Los colores del tinto son violeta, púrpura, ciruela, cereza picota, granate, rubí, castaño, caoba, si son jóvenes; teja, si han sufrido un periodo de crianza mínimamente largo. Para apreciar los ribetes, comparemos un tinto joven con un crianza. Si comparamos los meniscos, tendremos claros los reflejos.

Los aromas más intensos y complejos aparecen en los vinos de la D.O. Toro.

Los vinos del Bierzo son generalmente más maduros, y los de Cigales, cuando están en plenitud, se encuentran a medio camino entre los dos anteriores.

En los vinos tintos jóvenes, los aromas van muy ligados al tipo de elaboración.

Los elaborados con tinta del país en su gran mayoría recuerdan a frutos negros (moras, arándanos). Son aromas intensos y profundos con matices lácticos cuando intervienen las maceraciones carbónicas. En tintos con crianza, los aromas se vuelven más complejos y las fragancias frescas desaparecen, las frutas se secan y aparecen los caracteres pasificados. Las notas aromáticas que encontrarnos en estos vinos son: frutos negros y rojos (moras, frambuesas, arándanos y grosellas), flores (violeta y lilas) y vegetales (raspón de uva maduro, regaliz y sotobosque). En los vinos de crianza también encontrarnos el aroma a flores (tomillo, flor seca), a fruta (confitada o seca), a vegetales (pimiento, tabaco), a confitería (compotas, mermeladas, miel), a madera (roble, ahumado, tostado, quemado), a especias (vainilla, coco, canela, clavo, nuez moscada), balsámicos (eucalipto, resina) y animales (cuero, piel de animal, silla de montar, jugo de carne).

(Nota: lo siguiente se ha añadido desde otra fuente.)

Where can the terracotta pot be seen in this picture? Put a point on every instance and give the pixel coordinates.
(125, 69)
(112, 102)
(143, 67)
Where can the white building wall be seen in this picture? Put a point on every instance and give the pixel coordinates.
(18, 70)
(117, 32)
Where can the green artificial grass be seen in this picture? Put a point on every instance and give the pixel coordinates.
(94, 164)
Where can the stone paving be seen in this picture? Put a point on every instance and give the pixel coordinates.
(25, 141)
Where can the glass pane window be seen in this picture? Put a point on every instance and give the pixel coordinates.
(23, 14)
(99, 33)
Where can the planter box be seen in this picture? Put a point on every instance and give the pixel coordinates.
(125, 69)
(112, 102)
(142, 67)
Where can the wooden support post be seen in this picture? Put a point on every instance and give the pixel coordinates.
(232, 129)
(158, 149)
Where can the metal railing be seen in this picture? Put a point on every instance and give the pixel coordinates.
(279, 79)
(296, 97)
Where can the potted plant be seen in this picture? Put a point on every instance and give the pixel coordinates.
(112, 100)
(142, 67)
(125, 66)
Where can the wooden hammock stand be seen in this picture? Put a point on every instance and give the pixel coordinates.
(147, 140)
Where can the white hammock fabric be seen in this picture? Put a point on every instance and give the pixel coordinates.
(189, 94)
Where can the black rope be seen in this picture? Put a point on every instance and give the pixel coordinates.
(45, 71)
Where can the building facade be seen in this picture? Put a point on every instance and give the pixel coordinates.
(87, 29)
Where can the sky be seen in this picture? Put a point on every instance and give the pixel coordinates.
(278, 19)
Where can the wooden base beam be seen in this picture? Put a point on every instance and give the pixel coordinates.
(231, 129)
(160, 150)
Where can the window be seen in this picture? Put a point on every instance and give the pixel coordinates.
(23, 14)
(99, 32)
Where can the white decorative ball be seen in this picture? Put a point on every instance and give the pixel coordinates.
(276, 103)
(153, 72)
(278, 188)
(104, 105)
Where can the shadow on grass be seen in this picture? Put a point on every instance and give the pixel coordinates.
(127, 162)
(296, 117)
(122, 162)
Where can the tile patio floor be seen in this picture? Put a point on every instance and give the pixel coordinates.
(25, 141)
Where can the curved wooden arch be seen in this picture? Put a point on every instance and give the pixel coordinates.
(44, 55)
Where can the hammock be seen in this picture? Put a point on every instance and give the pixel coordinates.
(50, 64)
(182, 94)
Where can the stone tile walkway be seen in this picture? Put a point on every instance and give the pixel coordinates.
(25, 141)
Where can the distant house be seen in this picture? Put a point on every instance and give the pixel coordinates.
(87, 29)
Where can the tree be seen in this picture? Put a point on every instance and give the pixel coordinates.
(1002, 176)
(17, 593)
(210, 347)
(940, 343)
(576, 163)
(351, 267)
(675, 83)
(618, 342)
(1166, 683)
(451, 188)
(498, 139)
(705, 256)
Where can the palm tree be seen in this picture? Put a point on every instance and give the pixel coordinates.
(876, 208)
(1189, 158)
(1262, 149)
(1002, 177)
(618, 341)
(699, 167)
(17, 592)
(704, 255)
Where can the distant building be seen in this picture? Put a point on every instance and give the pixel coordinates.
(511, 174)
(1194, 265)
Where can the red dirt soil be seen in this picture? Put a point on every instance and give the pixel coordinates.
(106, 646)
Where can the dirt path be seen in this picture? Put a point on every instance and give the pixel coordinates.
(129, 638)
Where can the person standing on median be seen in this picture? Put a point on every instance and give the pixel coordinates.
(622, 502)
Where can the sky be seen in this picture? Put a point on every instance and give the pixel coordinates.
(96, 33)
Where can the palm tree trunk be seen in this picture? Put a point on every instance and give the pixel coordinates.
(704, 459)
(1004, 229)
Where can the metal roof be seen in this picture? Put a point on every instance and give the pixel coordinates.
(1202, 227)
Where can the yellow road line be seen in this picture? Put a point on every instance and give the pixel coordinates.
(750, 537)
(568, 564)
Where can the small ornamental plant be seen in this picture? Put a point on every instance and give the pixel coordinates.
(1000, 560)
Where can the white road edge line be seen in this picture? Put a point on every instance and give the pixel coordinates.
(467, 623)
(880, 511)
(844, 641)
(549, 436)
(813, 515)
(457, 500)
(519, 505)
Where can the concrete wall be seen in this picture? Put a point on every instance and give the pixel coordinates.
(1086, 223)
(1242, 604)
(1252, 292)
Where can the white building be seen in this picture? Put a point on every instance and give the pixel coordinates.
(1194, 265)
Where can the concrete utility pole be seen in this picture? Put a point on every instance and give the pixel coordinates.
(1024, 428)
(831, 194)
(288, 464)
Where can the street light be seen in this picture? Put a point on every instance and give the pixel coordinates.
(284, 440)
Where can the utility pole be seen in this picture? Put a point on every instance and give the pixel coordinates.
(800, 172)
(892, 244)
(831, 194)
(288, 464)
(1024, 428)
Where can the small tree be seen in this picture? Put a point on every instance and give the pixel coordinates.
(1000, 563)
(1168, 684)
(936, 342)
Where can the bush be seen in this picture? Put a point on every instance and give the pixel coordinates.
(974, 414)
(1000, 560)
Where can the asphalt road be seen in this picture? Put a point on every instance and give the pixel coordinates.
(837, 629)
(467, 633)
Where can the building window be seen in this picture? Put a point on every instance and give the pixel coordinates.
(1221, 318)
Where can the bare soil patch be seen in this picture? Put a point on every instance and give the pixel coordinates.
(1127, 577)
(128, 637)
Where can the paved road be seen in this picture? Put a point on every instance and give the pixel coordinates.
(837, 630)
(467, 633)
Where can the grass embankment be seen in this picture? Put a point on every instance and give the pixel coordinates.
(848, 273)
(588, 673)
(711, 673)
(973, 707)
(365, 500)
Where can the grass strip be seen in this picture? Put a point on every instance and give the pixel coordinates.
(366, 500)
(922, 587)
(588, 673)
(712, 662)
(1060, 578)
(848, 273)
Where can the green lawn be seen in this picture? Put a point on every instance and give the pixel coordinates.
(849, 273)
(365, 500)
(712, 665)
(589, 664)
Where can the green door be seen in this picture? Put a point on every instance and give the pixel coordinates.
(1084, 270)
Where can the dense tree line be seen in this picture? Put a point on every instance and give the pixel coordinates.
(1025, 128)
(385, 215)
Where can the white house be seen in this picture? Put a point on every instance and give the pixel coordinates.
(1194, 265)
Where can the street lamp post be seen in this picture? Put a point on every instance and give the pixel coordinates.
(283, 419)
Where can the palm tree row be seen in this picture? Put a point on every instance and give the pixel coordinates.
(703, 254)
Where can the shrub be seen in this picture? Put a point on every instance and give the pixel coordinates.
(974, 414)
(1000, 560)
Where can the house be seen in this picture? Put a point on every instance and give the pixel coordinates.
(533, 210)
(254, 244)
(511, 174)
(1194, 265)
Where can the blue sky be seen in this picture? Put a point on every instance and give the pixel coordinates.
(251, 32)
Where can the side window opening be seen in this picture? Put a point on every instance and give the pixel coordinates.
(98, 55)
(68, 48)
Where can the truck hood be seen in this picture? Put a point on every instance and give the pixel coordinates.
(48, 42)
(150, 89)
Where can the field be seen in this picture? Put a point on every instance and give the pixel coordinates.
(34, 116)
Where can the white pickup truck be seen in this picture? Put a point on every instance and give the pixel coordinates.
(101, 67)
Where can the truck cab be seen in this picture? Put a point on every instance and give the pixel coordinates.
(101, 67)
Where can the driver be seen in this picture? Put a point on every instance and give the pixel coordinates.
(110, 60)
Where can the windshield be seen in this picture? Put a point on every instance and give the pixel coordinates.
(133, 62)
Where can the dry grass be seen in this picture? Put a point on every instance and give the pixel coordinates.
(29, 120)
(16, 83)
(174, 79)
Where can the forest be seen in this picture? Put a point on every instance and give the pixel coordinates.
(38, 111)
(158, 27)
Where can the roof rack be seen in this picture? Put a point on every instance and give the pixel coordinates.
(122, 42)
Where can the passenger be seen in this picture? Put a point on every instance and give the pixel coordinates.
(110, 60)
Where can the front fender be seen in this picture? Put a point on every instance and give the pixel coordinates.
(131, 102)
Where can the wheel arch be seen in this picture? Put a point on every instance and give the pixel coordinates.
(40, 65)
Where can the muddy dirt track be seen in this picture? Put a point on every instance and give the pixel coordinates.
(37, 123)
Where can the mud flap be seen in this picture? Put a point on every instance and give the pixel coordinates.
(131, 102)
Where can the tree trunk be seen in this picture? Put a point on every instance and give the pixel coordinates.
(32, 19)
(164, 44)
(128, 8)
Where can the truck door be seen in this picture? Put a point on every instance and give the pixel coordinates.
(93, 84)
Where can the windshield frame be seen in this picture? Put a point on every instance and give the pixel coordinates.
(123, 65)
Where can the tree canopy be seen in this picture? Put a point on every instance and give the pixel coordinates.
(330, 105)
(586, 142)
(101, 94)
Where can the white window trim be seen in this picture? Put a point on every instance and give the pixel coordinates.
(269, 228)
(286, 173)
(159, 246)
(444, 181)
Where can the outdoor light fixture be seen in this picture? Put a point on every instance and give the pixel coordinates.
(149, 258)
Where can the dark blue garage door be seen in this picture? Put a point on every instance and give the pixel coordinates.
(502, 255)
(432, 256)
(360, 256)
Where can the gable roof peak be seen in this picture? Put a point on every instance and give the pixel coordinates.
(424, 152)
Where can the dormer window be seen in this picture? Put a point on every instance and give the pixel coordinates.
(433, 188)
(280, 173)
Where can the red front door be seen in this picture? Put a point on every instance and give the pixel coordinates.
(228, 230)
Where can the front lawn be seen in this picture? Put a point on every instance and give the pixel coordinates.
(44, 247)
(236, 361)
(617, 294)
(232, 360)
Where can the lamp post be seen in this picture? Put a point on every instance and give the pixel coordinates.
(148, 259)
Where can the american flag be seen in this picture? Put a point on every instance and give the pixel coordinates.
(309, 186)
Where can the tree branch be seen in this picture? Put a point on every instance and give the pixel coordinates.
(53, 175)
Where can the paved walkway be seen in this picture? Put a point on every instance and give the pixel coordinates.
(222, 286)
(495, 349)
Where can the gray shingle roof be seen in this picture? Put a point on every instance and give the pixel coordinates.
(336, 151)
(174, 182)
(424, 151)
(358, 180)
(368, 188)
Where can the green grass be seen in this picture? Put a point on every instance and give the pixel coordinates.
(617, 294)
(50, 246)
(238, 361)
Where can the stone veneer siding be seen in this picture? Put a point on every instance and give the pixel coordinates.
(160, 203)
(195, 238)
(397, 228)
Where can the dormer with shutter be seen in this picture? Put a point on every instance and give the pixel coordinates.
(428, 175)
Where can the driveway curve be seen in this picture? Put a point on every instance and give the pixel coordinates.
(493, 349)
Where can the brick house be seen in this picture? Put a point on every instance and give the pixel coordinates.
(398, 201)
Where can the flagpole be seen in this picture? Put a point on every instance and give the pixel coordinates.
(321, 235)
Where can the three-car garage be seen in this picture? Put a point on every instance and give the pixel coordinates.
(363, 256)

En cuanto a su sabor, los vinos de Toro presentan una buena estructura tánica sostenida por una acidez que hace ligeros vinos con buena consistencia; los vinos del Bierzo son vinos más sedosos y maduros que deben redondear bien su marcada acidez (en los viñedos viejos es donde se equilibran mejor); Y los tintos de Cigales son más redondos y aterciopelados. Hay que tener en cuenta que estos rasgos son muy generales y dependen de muchos factores.